Search code examples
pythonftpsftpparamikoftplib

Python - Upload a in-memory file (generated by API calls) in FTP by chunks


I need to be able to upload a file through FTP and SFTP in Python but with some not so usual constraints.

  1. File MUST NOT be written in disk.

  2. The file how it is generated is by calling an API and writing the response which is in JSON to the file.

  3. There are multiple calls to the API. It is not possible to retrieve the whole result in one single call of the API.

  4. I can not store in a string variable the full result by doing the multiple calls needed and appending in each call until I have the whole file in memory. File could be huge and there is a memory resource constraint. Each chunk should be sent and memory deallocated.

So here some sample code of what I would like to:

def chunks_generator():
    range_list = range(0, 4000, 100)
    for i in range_list:
        data_chunk = requests.get(url=someurl, url_parameters={'offset':i, 'limit':100})
        yield str(data_chunk)
    
def upload_file():
    chunks_generator = chunks_generator()
    for chunk in chunks_generator:
        data_chunk= chunk
        chunk_io = io.BytesIO(data_chunk)
        ftp = FTP(self.host)
        ftp.login(user=self.username, passwd=self.password)
        ftp.cwd(self.remote_path)
        ftp.storbinary("STOR " + "myfilename.json", chunk_io)

I want only one file with all the chunks appended. What I have already and works is if I have the whole file in memory and send it at once like this:

string_io = io.BytesIO(all_chunks_together_in_one_string)
ftp = FTP(self.host)
ftp.login(user=self.username, passwd=self.password)
ftp.cwd(self.remote_path)
ftp.storbinary("STOR " + "myfilename.json", string_io )

I need this in ftplib but will need it in Paramiko as well for SFTP. If there are any other libraries that this would work better I am open.


Solution

  • You can implement file-like class that upon calling .read(blocksize) method retrieves data from requests object.

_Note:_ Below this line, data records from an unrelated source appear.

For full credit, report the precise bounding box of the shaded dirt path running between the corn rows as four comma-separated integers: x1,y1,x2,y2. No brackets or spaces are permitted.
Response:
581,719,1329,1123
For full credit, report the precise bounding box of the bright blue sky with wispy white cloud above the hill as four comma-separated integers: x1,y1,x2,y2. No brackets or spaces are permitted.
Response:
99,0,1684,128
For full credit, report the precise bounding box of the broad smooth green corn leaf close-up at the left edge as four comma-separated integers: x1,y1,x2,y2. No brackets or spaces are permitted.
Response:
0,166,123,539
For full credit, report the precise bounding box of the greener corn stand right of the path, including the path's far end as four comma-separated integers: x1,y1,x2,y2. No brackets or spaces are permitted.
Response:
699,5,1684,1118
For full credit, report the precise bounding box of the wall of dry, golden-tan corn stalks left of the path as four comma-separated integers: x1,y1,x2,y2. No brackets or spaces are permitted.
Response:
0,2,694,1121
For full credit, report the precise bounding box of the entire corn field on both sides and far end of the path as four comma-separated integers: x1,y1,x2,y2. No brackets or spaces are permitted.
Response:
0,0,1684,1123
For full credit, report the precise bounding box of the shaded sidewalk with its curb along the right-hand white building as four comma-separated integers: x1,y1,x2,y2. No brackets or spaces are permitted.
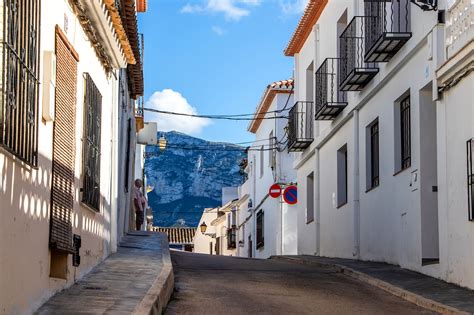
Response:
272,255,474,314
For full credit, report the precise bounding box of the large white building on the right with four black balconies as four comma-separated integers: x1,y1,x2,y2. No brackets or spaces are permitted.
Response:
285,0,474,288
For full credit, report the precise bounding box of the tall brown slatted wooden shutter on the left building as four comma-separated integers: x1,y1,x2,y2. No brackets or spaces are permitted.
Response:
49,28,77,253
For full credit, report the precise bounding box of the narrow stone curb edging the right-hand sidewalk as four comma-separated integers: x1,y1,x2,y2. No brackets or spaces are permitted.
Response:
270,256,471,315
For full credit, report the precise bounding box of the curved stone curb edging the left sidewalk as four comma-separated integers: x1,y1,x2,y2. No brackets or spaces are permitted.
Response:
132,233,174,315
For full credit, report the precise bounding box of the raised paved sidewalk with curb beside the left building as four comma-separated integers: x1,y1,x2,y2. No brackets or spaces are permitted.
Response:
37,232,174,314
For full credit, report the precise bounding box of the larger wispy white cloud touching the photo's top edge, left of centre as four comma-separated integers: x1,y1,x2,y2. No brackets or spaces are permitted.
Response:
180,0,262,21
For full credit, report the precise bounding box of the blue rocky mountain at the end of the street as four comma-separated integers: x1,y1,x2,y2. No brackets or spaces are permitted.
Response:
145,131,245,226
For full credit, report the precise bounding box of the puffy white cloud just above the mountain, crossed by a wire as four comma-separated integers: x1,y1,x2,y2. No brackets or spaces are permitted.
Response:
146,89,211,135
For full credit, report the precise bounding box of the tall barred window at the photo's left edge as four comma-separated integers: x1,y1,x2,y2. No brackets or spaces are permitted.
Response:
0,0,39,166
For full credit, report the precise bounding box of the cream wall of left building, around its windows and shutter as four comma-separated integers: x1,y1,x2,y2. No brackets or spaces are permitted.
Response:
0,0,122,314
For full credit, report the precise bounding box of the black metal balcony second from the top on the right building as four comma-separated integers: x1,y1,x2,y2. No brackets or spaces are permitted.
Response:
338,16,379,91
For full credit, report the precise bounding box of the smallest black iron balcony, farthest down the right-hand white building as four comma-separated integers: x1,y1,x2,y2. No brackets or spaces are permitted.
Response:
288,102,314,152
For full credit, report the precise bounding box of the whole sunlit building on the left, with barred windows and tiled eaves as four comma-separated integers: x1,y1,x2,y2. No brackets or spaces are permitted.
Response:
0,0,146,314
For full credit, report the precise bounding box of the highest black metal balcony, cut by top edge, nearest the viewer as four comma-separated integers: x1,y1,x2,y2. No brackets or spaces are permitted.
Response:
364,0,411,62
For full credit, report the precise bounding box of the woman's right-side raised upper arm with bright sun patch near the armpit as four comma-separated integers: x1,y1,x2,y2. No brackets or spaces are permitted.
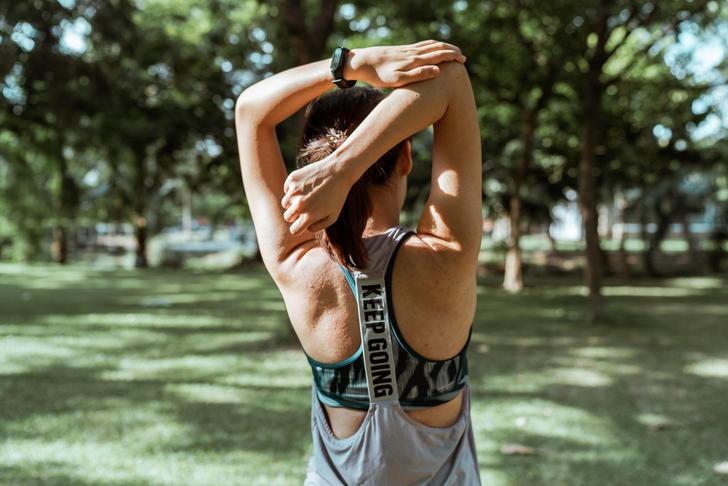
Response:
417,63,483,265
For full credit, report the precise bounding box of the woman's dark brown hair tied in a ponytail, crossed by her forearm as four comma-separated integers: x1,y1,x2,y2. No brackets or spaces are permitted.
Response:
296,86,407,269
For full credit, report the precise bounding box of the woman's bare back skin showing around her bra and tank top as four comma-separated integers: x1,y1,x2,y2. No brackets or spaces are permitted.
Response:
282,230,476,438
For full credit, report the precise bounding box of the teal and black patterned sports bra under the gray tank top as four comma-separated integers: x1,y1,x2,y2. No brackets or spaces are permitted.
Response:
304,225,472,410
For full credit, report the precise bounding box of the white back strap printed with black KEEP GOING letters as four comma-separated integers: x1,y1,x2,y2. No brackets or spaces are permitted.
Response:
354,271,399,402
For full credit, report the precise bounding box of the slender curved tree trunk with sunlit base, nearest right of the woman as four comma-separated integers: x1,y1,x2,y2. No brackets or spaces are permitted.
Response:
503,110,536,293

    Something like this (untested):

    class ChunksGenerator:
        i = 0
        requests = None
    
        def __init__(self, requests)
            self.requests = requests
    
        def read(self, blocksize):
            # TODO: somehow detect end-of-file and return false in that case
            buf = requests.get(
                    url=someurl, url_parameters={'offset':self.i, 'limit':blocksize})
            self.i += blocksize
            return buf
    
    generator = ChunksGenerator(requests)
    ftp.storbinary("STOR " + "myfilename.json", generator)
    

    With Paramiko, you can use the same class with SFTPClient.putfo method.